Smoking and death from prostate cancer

A partir d'une revue systématique de la littérature publiée entre 2000 et 2017 (27 articles, 22 549 patients), cette méta-analyse évalue l'association entre une pratique tabagique, le risque de récidive, le risque de métastase et la mortalité spécifique, chez des patients atteints d'un cancer de la prostate localisé traité par prostatectomie ou par radiothérapie

JAMA Oncology, sous presse, 2018, commentaire

Résumé en anglais

Heart disease. Stroke. Chronic obstructive pulmonary disease. Lung cancer. Kidney cancer. Bladder cancer. And now prostate cancer?
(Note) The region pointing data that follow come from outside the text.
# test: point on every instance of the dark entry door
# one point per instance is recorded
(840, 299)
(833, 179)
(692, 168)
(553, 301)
The adverse effects of smoking are well established and include all of the above diseases. However, only recently has the association between smoking and prostate cancer become more clear. Part of the challenge is that the associations between smoking and many of those diseases are very strong compared with the association of smoking with prostate cancer, which tends to be weaker. Thus, while at first glance associations with prostate cancer may be null, with larger sample sizes, it is increasingly clear that smoking may be associated with prostate cancer. For example, a recent meta-analysis showed that smokers were 24% more likely than nonsmokers to die from prostate cancer.1 This link was suggested to account for more than 10 000 deaths per year from prostate cancer in Europe and North America alone.

In trying to understand the mechanism linking smoking and death from prostate cancer, the 2 major broad classes of mechanisms are nonbiological and biological. Regarding the former, a previous study showed that smokers were less likely to follow up with recommended biopsy schedules, even when they were enrolled in a phase 3 trial that mandated study-related biopsies.2 Even though smoking was unrelated to risk of prostate cancer or aggressive prostate cancer, when accounting for the fact that fewer smokers underwent biopsy, smoking was positively correlated with high-grade prostate cancer. This finding suggests that smokers may not seek early care soon enough, leading to delayed diagnosis and worse disease at diagnosis. This scenario alone could explain a higher risk of death from prostate cancer. Alternatively, as smoking is associated with death from many competing causes, perhaps smokers do not live long enough to die from prostate cancer. This scenario would predict a lower risk of death from prostate cancer among smokers. To what degree the 24% increased risk of death reflects these 2 opposing confounders as well as any true biological link between smoking and prostate cancer is unclear.